Local staging of prostate tumour is considered to be superior using endorectal coils as compared to MRI with a combination of body-phased array and spine-phased array coils [2]. It is important to note that an increased effective voxel size of about 3.89 cm3 will reduce the sensitivity in the detection of prostate cancer. Regarding the potential of 3D MRSI for the detection of prostate cancer, however, no definitive relationship is indicated in the present literature between voxel size, tumour volume within the voxel and tumour grading.

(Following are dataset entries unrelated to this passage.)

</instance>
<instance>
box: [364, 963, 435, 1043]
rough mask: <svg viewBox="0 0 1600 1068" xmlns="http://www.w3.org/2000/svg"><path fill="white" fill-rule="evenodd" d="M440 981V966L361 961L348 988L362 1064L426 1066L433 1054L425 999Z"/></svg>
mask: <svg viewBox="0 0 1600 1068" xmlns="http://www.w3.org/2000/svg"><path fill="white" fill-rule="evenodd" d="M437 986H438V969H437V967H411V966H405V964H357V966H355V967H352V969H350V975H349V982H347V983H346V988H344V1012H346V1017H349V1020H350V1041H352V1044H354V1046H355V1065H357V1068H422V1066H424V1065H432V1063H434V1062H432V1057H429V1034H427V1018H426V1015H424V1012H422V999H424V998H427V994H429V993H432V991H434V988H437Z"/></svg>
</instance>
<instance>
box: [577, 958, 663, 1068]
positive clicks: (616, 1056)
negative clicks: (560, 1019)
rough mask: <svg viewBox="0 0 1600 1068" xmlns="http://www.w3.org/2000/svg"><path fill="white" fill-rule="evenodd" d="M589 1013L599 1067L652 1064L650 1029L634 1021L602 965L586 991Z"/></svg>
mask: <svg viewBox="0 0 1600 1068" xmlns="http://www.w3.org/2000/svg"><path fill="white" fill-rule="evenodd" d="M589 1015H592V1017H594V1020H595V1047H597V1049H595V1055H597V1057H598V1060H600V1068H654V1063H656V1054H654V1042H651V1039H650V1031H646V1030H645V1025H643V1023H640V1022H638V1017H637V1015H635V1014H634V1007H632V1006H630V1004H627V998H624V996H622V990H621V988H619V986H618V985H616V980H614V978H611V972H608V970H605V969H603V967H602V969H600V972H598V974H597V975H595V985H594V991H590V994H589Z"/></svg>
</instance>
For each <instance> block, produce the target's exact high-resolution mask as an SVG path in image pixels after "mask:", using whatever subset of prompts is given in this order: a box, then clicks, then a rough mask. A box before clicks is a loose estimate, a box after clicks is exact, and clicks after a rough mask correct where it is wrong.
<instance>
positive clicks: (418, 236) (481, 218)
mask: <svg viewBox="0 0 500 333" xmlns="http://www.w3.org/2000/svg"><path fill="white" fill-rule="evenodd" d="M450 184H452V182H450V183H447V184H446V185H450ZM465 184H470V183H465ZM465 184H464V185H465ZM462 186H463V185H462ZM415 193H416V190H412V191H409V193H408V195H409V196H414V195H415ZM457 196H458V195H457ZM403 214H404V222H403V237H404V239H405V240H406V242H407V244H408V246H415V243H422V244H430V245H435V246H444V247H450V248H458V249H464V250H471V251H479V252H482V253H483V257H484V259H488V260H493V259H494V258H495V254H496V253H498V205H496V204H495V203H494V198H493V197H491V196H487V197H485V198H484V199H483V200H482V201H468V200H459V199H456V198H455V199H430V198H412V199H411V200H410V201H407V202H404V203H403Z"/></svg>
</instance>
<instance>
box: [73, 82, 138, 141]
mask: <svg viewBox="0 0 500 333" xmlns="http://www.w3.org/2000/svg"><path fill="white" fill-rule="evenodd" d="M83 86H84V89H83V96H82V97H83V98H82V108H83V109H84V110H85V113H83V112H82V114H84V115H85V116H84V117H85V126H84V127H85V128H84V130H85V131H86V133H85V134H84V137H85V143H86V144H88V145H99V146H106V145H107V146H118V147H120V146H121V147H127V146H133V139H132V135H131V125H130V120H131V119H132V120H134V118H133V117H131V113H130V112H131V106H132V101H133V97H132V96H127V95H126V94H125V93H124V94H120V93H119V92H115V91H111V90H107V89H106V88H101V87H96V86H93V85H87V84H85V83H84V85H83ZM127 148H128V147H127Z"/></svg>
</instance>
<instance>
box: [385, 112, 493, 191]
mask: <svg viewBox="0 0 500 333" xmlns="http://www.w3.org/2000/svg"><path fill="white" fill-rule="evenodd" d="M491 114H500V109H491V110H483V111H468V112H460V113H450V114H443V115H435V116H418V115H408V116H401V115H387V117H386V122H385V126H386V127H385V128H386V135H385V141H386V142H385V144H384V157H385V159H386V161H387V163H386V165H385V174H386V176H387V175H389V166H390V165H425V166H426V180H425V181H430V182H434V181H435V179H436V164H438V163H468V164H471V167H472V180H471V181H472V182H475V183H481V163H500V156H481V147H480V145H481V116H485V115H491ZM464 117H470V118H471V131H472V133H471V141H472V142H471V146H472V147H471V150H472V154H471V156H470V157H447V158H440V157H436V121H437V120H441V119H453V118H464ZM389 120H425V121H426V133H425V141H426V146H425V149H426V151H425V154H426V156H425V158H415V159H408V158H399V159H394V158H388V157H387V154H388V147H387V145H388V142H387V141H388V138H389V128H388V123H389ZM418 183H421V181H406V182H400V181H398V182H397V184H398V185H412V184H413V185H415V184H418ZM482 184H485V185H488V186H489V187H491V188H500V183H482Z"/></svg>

Kurhanewicz et al. [29] postulated a SNR above five achieved with 3D MR spectroscopic imaging to be adequate for diagnostic purposes, particularly for the prediction of extracapsular tumour extension. Based on this assumption, only 30% of our examinations were rated as good (SNR >6). Considerable baseline distortions between 2.0 ppm and 2.4 ppm were observed. These findings arise most frequently from shifting residual lipid and/or water resonances due to insufficient shimming. It should be emphasised that no resonances of Cho, Cr and Ci were detected in patients after hormone deprivation and radiotherapy/seed implantation. Müller-Lisse et al. [30] also observed markedly reduced Ci resonances in patients with hormone deprivation. However, Müller-Lisse et al. stated that performing combined MRI/3D MRSI examinations within 4 months after initiating therapy did not show reduced accuracy in localizing prostate cancer compared to nontreated patients.

Conclusion

The results of our feasibility study indicate that combined MRI/3D MR spectroscopic imaging using the standard spine array coil instead an endorectal coil can be performed. Also the detection of prostate cancer can be improved using 3D MR spectroscopic imaging without an endorectal coil. The signal intensity ratios of citrate, choline and creatine in our study resemble those reported in the literature. This technique is therefore especially useful in patients who do not tolerate or cannot be examined with an endorectal coil. However, reduced quality of 3D MR spectroscopic imaging compared to endorectal coil examinations have to be accepted. Future work should focus on combining signals from multiple array coils for further improving signal-to-noise ratios in those spectra.